Le riserve di Ether (ETH) diventano mainstream, afferma la società di investimenti crypto Bitwise

Bitwise Asset Management afferma che il prezzo di Ether (ETH) a $4.101,39 sta rapidamente consolidando la sua posizione come asset di tesoreria. Un tempo concentrate quasi esclusivamente su Bitcoin, le tesorerie di asset digitali (DAT) stanno ora destinando ingenti risorse ad Ether, generando una domanda strutturale che supera l’offerta netta disponibile, secondo quanto riportato in un documento pubblicato lunedì dalla società.

L’analista Max Shannon ha sottolineato:

“Le tesorerie in ETH non sono più una questione marginale. Stanno diventando un pilastro strutturale nei mercati finanziari della criptovaluta.”

Secondo Bitwise, la domanda per Ether è ulteriormente rafforzata dal rendimento reale derivante dalle commissioni di transazione e dal valore massimo estraibile (MEV), elementi che accentuano la narrazione legata alla scarsità del token.

Strategie diversificate delle principali tesorerie in ETH

Le cinque principali tesorerie analizzate da Bitwise evidenziano un ventaglio di strategie molto ampio: si va dall’accumulo aziendale e dallo staking, fino alla dismissione di Ether da parte di fondazioni per finanziare lo sviluppo dell’ecosistema. Questa varietà di approcci mette in luce la duplice natura della criptovaluta, che si configura sia come riserva di valore sia come strumento produttivo in grado di generare rendimento.
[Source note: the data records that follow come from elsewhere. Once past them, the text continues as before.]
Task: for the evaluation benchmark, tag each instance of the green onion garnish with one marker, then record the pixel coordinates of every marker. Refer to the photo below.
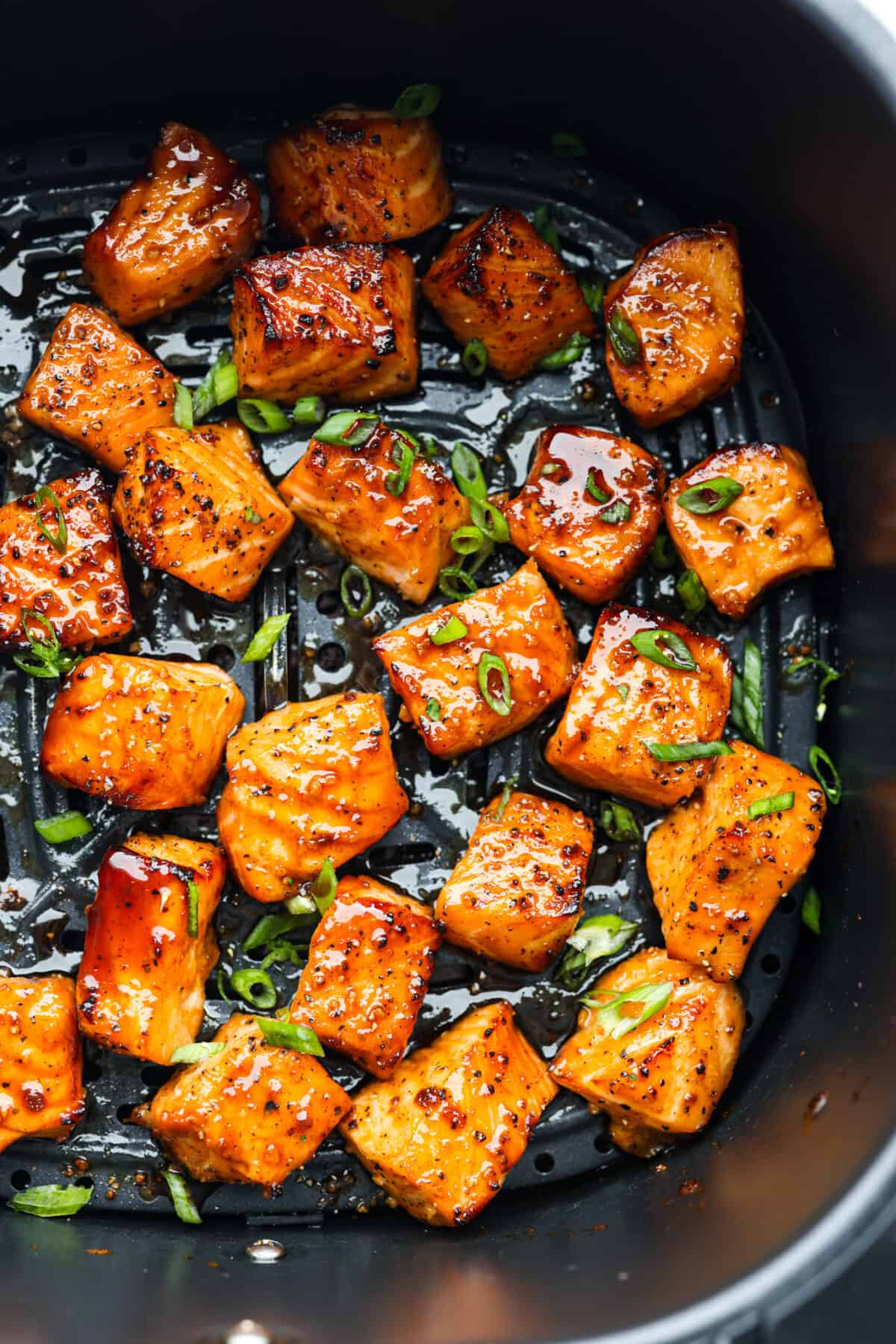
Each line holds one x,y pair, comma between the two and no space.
501,703
711,496
667,648
265,637
358,580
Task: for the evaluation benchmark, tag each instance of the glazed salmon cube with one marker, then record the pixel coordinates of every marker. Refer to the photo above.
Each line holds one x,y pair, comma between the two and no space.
176,233
199,506
359,176
40,1090
326,321
250,1113
341,494
81,592
368,965
623,699
455,693
675,324
141,733
442,1133
588,511
499,281
516,894
762,526
151,945
718,873
662,1076
308,782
Prospettive future per il mercato delle tesorerie digitali

Guardando avanti, Bitwise prevede una progressiva concentrazione del panorama in cui le tesorerie digitali definite “mega whale” e “whale” giocheranno un ruolo preponderante nei flussi di capitale. Ether si sta ritagliando un ruolo distintivo, non solo come strumento di protezione o asset speculativo, ma come risorsa programmabile in grado di collegare la finanza aziendale agli aspetti economici on-chain.
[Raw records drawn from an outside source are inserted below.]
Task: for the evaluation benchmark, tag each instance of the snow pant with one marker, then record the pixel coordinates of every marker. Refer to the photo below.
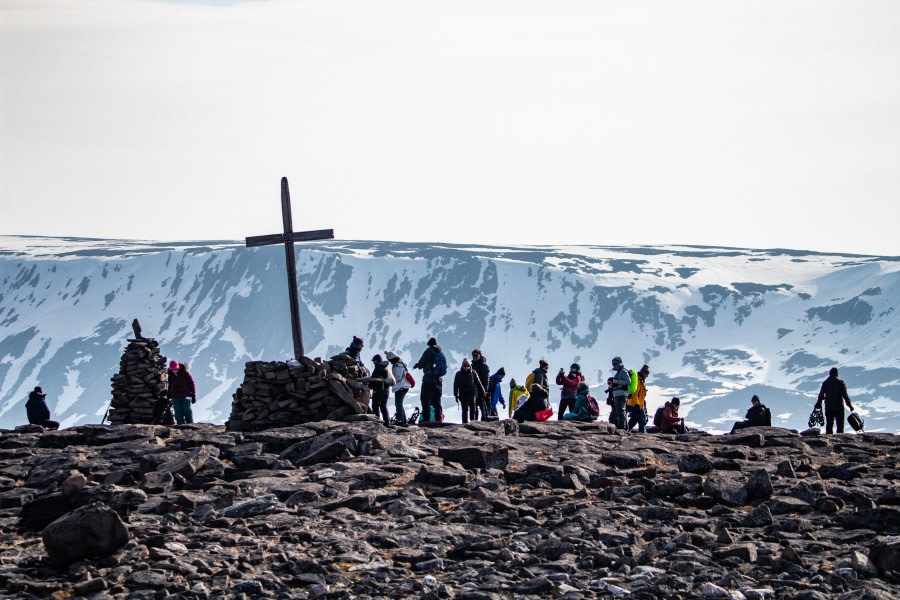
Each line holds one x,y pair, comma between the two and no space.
637,416
431,398
469,410
399,411
619,412
565,405
183,412
834,413
379,406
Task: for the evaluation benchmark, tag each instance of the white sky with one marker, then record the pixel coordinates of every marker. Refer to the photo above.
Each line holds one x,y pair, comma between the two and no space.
755,124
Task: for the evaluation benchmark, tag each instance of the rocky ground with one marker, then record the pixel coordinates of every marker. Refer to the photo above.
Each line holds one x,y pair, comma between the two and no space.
488,510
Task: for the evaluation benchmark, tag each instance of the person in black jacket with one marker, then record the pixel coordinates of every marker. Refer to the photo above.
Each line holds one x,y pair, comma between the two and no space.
38,411
757,416
483,371
466,390
834,393
432,383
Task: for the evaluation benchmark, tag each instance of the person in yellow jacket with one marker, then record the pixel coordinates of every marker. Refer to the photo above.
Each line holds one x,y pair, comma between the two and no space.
636,405
514,392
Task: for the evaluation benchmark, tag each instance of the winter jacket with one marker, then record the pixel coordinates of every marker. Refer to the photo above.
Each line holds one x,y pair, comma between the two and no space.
496,392
538,376
570,383
181,384
621,380
757,416
37,409
833,391
465,384
399,372
537,401
483,371
639,397
426,363
381,381
670,418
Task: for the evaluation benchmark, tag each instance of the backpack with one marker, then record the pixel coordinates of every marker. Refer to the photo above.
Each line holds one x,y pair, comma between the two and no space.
593,407
657,418
440,365
632,385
BitMine Immersion Technologies amplia la propria posizione in Ether

BitMine Immersion Technologies (BMNR), presieduta da Tom Lee, ha annunciato lunedì di aver raggiunto il controllo di oltre il 2% dell’offerta totale di Ether. Inoltre, la società ha raccolto 365 milioni di dollari per incrementare ulteriormente il proprio portafoglio in criptovalute.

Questi movimenti riflettono una crescente attenzione da parte degli investitori istituzionali verso Ether come asset strategico di tesoreria, segnalando un’evoluzione significativa nell’ecosistema delle criptovalute.